Em suma, um futuro promissor, inicia a partir do respeito aos saberes, à cultura dos educandos, jovens, adultos, independente da sua idade, pois todos(as) possuem uma história de vida, a qual, sugere-se abordar com amor e lealdade, se realmente almejamos um mundo justo, de amor, dignidade e fraternidade.

3 CONSIDERAÇÕES FINAIS

Ao término do trabalho realizado, a partir das obras exploradas, foi possível observar a relevância da prática docente, destacando-se a Educação de Jovens e Adultos, pautada nos princípios de alfabetização emancipatória. Contudo, a partir da pesquisa real, observou-se um distanciamento entre o ambiente escolar das experiências e saberes dos educandos, sendo estes, imprescindíveis ante à sociedade que almejamos.

Destaca-se então que, diante da ascensão dos sujeitos envolvidos no processo de ensino e aprendizagem, faz-se de suma importância o respeito, atenção e exploração aos saberes dos educandos. Assim, possibilitar a sua inserção efetiva no meio social e o seu pleno exercício da cidadania, a partir do processo de alfabetização e conscientização, levando-os à deflagração de todo ato desumano que caracteriza as situações opressoras. Contudo, sabemos que, isto é um desafio a ser superado, considerando as situações excludentes e alienantes, observadas dentro do próprio ambiente escolar, envolvendo professores e alunos. Supõe-se então, a reflexão continua do educador, acerca da sua prática, na qual docente e discente experimentem o valor da construção dialógica.

Em última análise, embora o índice de analfabetismo seja ainda crescente em nosso país, lutemos, a cada novo dia, por uma sociedade justa e igualitária, com integração dos indivíduos, a partir do desenvolvimento da consciência dos mesmos, enquanto seres sociais e históricos. A favor de tantos jovens e adultos, aos quais, foi negado o direito de aprender, enquanto educadores, lutemos com amor e desejo de vencer.

REFERÊNCIA

BARBOSA, Ana Clarisse Alencar; FAVERE, Juliana de. Teorias e Práticas do Currículo. Indaial: Uniasselvi, 2013

BRASI. Lei de Diretrizes e Bases da Educação Nacional n. 9394, de 20 de dezembro de 1996. Congresso Nacional, p. 208.

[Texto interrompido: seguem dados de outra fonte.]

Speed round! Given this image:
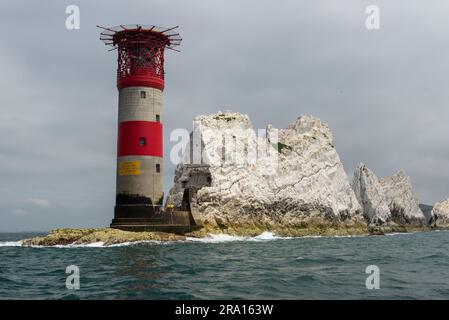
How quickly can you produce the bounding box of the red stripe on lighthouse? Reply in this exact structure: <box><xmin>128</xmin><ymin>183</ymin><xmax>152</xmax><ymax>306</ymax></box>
<box><xmin>117</xmin><ymin>121</ymin><xmax>162</xmax><ymax>158</ymax></box>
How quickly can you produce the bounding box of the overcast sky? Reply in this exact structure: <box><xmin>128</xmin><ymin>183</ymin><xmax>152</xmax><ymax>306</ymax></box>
<box><xmin>0</xmin><ymin>0</ymin><xmax>449</xmax><ymax>231</ymax></box>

BRASIL. Plano Nacional de Educação, n. 8. 035-B de 2010. Câmara dos Deputados, p. 29-30

BRASIL. Constituição da República Federativa do Brasil, de 1988. Corag (atualização), Porto a legre, RS, 2003, p. 5

LIBÂNEO, José Carlos. Didática. São Paulo: Cortez: 1994

GADOTTI, Moacir. Alfabetizar e conscientizar: Paulo Freire, 50 anos de Angicos. São Paulo: Instituto Paulo Freire, 2014

FREIRE, Paulo. Conscientização. São Paulo: Cortez e Moraes, 1979

______. Pedagogia da autonomia: saberes necessários à prática educativa. São Paulo: Paz e Terra, 1996

______. Pedagogia do oprimido. 50. Ed. Rio de Janeiro: Paz e Terra, 2011

TAFNER, Elisabeth Penzlien; SILVA, Everaldo da. Metodologia do Trabalho Acadêmico. Indaial: Ed. Grupo UNIASSELVI, 2008.